Positive fallout from the Olympic Games, acceleration in consumption against a backdrop of falling inflation, contribution from foreign trade... GDP should benefit from several supports this year, despite the sluggishness of investment.
“This forecast is of course surrounded by a major hazard, which is that of the political situation in France,” warned Dorian Roucher, head of the economic situation department of the statistical institute, during a press point.
Thus, the economic report published on Tuesday takes into account the budget cuts of several billion euros made by the outgoing government to restore public finances. But it does not include the measures that a new government could take, potentially likely to modify the country's economic policy.
Suspended note
After its success in the second round of voting on Sunday, the New Popular Front (left) still hopes to govern alone despite its lack of an absolute majority, a hypothesis rejected by the presidential camp which advocates a broader coalition.
“Our economic policy is producing positive results. It confirms that the supply-side policy is the best possible for France,” declared the minister, the outgoing Minister of the Economy and Finance, Bruno Le Maire. The government was counting on an increase in GDP of 1%.
“Returning to this supply policy to switch again to a demand policy – 1981 to the power of 10 – would be an irremediable economic mistake,” he said.
“We must therefore make our best efforts to build a majority of projects,” he added to journalists. Among the possible compromises, the minister cited the representation of employees within companies or an acceleration of the reduction in the gap between net and gross salaries.
This climate is not likely to reassure public finances, already weakened by the crises and whose risks of slippage have been amplified with these anticipated legislative elections.
While the public debt reached around 111% of GDP (almost 3.160 billion euros at the end of March) and the deficit rose to 5,5% of GDP in 2023, Bruno Le Maire described it as "furious madness" the desire of the left to “redistribute money that we don’t have”.
“There is a serious risk on the French rating” if the recovery of public finances does not continue, he added, as the agencies Moody's and S&P Global have highlighted for their part.
The gap between France's loan interest rate and that of Germany, a benchmark in Europe, remains higher than before the dissolution on June 9. It should remain so "in the face of the lack of clarity and political visibility in the coming weeks", estimated François Rimeu, senior strategist at Crédit Mutuel AM.
More purchasing power
In 2024, in addition to foreign trade (+0,9%), activity should benefit from an acceleration in household consumption (+1,3%) thanks to the decline in inflation, the increase in real wages and the revaluation of social benefits.

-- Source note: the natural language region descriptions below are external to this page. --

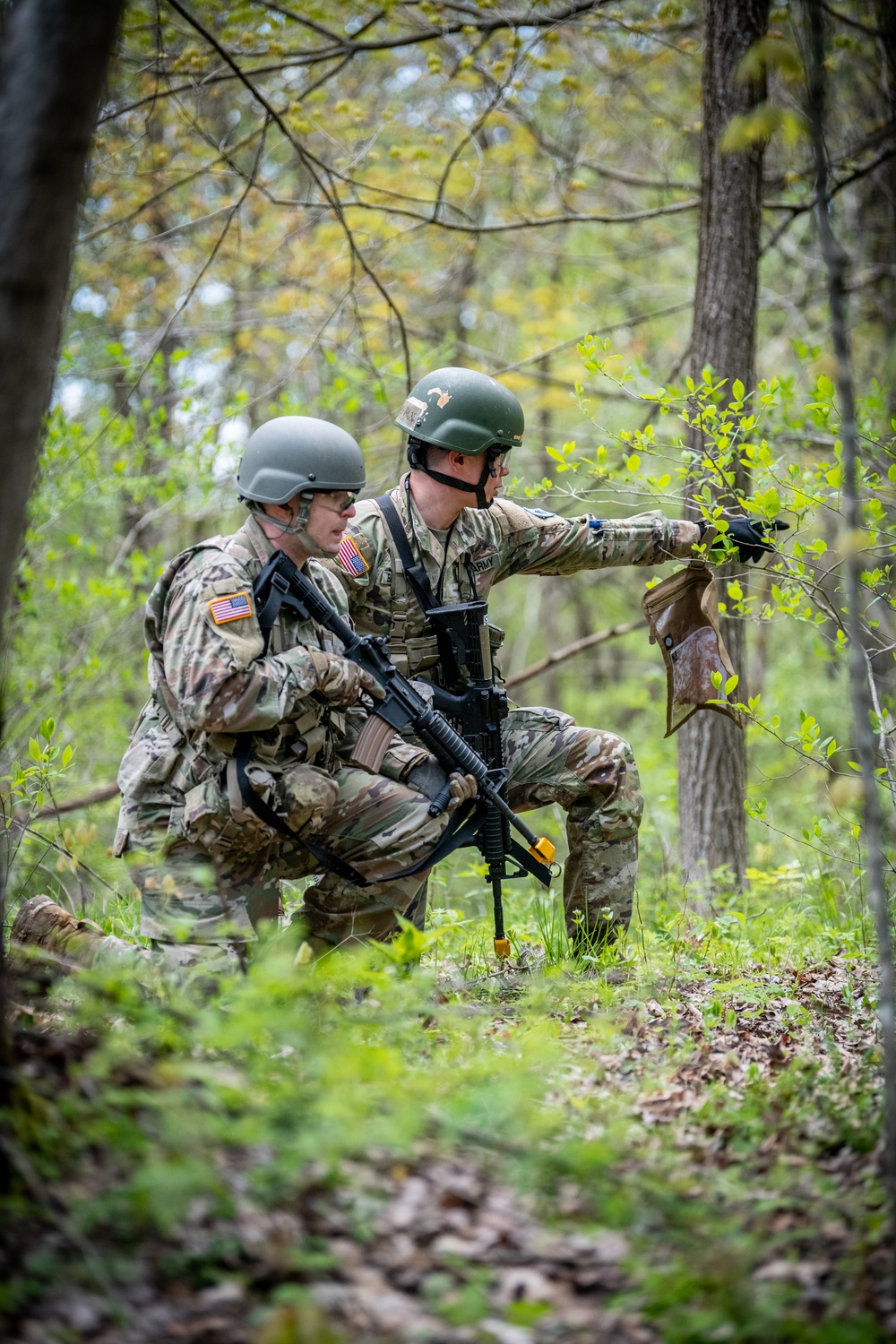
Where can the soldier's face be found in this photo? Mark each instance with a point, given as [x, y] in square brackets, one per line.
[470, 470]
[328, 519]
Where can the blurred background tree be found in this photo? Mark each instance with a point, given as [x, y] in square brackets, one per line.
[300, 209]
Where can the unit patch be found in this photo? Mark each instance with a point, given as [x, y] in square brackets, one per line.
[351, 558]
[234, 607]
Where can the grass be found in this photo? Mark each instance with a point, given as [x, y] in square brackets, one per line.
[710, 1089]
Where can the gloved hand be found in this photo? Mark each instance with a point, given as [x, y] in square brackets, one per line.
[340, 680]
[430, 780]
[462, 787]
[753, 539]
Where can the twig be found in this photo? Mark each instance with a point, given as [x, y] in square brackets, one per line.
[312, 164]
[102, 793]
[570, 650]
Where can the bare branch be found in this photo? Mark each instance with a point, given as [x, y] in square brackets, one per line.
[589, 642]
[312, 164]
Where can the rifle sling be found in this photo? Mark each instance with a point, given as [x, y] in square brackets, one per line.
[460, 830]
[416, 574]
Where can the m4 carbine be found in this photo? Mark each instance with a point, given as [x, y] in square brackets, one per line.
[406, 710]
[476, 704]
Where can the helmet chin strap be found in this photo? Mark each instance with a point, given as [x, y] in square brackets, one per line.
[298, 527]
[417, 460]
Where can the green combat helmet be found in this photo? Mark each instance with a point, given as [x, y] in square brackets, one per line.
[463, 411]
[297, 454]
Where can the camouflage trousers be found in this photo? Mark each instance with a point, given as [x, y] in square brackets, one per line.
[199, 895]
[592, 777]
[209, 895]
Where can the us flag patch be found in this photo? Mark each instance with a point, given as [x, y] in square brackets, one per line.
[225, 609]
[351, 558]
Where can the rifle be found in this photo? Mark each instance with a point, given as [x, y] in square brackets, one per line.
[405, 710]
[476, 704]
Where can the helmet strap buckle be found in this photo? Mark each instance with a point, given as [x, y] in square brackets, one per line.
[417, 461]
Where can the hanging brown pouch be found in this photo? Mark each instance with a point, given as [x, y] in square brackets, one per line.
[683, 615]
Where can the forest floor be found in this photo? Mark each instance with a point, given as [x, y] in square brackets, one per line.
[680, 1142]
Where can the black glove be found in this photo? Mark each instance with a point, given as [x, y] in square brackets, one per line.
[753, 539]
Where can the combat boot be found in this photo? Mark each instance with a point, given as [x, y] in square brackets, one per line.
[42, 926]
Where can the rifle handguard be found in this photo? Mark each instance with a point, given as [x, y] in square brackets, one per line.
[373, 744]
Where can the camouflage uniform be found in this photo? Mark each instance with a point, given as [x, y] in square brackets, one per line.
[590, 773]
[207, 867]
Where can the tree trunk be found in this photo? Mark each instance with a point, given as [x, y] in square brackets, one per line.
[712, 760]
[53, 65]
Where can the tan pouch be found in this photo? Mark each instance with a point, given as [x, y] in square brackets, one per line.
[683, 615]
[306, 793]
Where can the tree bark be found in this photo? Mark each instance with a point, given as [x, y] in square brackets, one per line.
[712, 760]
[53, 65]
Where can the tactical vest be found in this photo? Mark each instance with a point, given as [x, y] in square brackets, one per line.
[418, 655]
[163, 757]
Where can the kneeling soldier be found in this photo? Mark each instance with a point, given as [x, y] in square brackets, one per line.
[461, 426]
[238, 761]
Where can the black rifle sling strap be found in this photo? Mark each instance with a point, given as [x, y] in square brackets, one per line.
[457, 832]
[416, 574]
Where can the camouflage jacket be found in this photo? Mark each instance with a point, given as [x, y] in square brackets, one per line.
[484, 547]
[210, 677]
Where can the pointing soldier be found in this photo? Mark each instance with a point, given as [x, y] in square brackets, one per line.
[447, 526]
[237, 771]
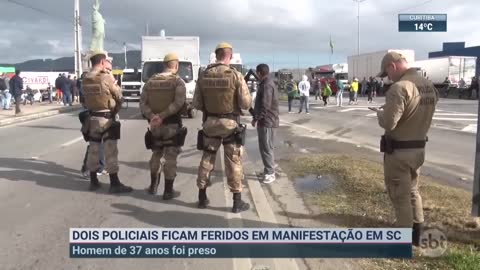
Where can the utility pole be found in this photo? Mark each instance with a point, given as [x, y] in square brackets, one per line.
[476, 173]
[358, 24]
[77, 40]
[273, 66]
[298, 67]
[125, 52]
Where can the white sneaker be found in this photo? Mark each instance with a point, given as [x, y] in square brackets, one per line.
[269, 178]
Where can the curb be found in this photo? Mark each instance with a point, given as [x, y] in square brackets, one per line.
[34, 116]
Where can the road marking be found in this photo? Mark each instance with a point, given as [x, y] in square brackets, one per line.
[324, 136]
[238, 263]
[455, 114]
[266, 215]
[72, 142]
[454, 119]
[135, 115]
[354, 109]
[470, 128]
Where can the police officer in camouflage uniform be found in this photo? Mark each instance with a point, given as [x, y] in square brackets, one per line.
[221, 94]
[162, 100]
[103, 101]
[406, 117]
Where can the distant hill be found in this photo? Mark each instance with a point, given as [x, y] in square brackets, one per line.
[67, 63]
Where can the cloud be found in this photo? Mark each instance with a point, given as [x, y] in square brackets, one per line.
[291, 32]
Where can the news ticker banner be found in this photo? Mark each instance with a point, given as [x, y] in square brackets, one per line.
[422, 22]
[240, 243]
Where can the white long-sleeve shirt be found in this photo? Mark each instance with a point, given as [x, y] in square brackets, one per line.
[304, 88]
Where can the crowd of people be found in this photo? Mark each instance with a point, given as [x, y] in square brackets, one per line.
[65, 91]
[322, 89]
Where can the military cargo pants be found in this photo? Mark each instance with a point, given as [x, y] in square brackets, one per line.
[97, 126]
[170, 153]
[233, 154]
[402, 169]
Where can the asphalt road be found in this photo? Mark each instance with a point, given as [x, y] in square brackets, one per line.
[452, 137]
[43, 193]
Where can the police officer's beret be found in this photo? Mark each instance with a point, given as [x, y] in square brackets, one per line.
[223, 45]
[170, 57]
[95, 53]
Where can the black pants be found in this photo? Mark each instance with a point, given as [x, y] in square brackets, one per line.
[18, 100]
[290, 101]
[325, 100]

“After two lean years, (...) households are regaining a little purchasing power” while continuing to save more than before Covid (17,1% of their income on average), explained Dorian Roucher.

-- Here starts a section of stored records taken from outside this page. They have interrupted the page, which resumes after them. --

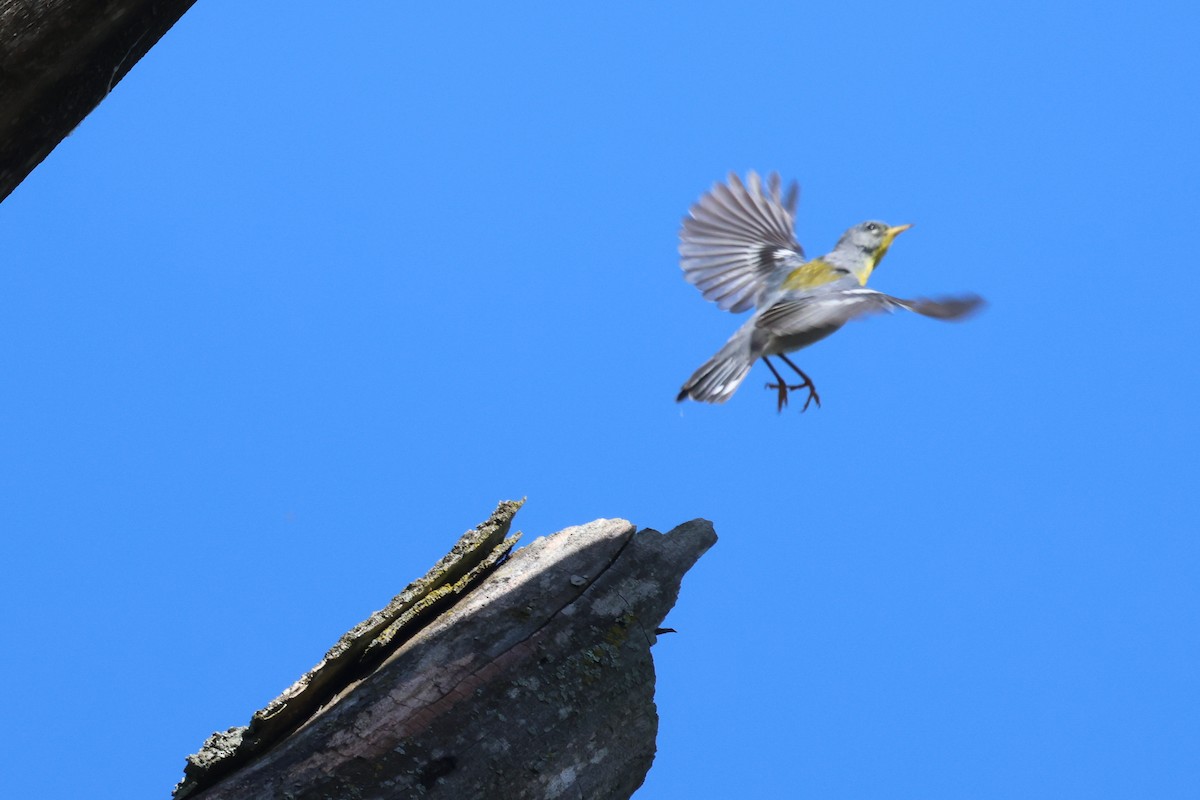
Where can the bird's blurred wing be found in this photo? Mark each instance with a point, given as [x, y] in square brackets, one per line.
[736, 236]
[792, 316]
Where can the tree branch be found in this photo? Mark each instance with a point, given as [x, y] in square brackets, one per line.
[60, 58]
[538, 680]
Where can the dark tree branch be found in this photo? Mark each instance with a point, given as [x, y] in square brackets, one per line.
[58, 60]
[535, 681]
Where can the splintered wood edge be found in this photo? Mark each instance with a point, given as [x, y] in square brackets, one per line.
[473, 557]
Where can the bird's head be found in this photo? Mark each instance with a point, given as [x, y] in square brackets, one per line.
[867, 244]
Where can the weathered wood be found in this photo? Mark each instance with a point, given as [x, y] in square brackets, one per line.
[538, 683]
[58, 60]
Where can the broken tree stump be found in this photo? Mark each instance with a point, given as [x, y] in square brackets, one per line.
[496, 675]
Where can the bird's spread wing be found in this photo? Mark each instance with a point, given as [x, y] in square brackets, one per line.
[736, 236]
[791, 316]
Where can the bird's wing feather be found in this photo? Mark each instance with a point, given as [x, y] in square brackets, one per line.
[798, 314]
[736, 236]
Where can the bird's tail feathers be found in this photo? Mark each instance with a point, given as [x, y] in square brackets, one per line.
[720, 376]
[946, 308]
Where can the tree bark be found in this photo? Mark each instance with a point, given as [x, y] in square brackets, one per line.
[58, 60]
[529, 678]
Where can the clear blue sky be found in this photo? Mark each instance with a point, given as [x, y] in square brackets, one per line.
[317, 282]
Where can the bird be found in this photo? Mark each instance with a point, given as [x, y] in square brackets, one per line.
[738, 247]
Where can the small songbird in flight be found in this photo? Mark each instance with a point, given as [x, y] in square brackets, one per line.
[738, 247]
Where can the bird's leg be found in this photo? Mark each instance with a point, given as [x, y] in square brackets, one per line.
[808, 383]
[780, 385]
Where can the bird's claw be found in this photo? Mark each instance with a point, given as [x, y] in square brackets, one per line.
[784, 389]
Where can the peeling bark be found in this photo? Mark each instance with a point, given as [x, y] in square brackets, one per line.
[538, 683]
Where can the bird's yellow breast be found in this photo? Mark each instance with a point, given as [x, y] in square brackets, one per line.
[811, 275]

Inflation should reach 1,9% year-on-year in December, compared to 3,1% in January. As an annual average, it would stand at 2,2%, a clear decline compared to 2023 (4,9%), now mainly driven by services rather than food.
Investment would be sluggish (-1,0%), still penalized by difficult financing conditions, despite the slight easing of rates initiated by the European Central Bank in June.

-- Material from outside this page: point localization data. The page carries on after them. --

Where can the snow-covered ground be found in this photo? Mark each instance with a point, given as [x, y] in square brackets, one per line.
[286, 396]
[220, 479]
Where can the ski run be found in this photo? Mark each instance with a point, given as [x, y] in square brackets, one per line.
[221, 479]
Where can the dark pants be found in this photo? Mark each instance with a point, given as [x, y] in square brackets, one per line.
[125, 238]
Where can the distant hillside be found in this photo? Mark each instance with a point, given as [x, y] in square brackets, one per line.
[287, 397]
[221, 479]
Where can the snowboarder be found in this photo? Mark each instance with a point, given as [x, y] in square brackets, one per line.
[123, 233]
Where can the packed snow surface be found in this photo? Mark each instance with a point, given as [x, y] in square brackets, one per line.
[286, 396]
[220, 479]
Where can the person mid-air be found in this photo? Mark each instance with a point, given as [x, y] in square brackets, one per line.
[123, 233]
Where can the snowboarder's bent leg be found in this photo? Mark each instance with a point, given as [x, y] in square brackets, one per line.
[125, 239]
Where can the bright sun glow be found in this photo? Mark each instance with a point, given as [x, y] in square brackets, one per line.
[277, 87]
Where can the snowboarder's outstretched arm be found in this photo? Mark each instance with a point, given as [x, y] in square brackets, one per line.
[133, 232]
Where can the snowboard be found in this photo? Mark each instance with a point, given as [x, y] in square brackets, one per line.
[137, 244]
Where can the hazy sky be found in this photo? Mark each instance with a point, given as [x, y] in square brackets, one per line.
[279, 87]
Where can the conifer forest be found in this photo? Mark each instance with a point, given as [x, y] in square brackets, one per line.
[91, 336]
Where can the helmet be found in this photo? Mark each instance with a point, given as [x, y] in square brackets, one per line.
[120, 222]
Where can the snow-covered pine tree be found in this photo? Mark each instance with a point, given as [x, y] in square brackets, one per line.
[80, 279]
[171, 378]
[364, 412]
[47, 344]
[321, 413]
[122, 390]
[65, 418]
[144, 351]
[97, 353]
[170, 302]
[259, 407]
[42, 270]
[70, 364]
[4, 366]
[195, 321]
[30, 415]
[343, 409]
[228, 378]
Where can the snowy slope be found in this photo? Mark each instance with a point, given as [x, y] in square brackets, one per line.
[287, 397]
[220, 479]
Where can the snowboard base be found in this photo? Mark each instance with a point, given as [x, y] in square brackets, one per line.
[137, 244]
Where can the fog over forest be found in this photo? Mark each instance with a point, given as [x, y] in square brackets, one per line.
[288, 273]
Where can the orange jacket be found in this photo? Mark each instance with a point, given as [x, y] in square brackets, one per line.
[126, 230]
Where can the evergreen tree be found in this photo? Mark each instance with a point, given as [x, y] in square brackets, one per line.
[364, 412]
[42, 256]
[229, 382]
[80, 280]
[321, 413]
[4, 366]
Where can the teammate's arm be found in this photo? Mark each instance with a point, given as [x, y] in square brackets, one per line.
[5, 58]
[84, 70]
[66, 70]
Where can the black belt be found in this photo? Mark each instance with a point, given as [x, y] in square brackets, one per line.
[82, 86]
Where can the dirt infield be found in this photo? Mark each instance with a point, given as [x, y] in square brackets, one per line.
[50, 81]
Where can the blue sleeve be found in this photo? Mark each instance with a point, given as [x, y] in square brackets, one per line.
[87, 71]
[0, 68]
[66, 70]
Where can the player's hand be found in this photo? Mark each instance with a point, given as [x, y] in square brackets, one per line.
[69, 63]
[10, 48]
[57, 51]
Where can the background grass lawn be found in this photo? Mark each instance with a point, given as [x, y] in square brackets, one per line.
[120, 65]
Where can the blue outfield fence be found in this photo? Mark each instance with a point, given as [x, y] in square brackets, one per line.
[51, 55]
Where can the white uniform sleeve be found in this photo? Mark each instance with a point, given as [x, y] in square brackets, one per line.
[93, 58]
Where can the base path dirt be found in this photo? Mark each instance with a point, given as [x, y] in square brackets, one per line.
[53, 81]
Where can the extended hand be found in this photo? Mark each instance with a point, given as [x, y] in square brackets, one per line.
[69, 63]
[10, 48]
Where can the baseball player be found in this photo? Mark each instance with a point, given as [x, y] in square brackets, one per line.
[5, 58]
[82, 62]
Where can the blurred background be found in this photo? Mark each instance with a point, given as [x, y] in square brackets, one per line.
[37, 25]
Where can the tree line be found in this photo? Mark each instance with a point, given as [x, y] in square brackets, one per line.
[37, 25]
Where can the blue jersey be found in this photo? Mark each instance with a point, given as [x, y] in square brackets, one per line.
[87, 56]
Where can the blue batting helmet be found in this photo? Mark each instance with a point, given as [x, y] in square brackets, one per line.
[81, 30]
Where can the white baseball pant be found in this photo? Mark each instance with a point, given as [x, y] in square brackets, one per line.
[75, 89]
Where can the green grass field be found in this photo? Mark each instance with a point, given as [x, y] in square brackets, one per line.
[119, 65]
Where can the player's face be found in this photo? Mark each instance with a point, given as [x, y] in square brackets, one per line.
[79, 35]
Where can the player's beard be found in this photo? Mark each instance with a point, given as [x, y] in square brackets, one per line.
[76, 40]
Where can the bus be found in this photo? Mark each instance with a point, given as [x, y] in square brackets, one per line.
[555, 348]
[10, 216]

After an increase of 0,2% in the first quarter, GDP should increase by 0,3% between April and June.
In the third quarter, the Olympic Games would have an impact of 0,3 points on growth, which would reach 0,5%, thanks to sales of tickets and broadcasting rights as well as increased tourist activity.
This "one-off effect" would however disappear in the last quarter, where GDP would fall by 0,1% "as a backlash", according to INSEE.
Illustrative image of the article via Depositphotos.com.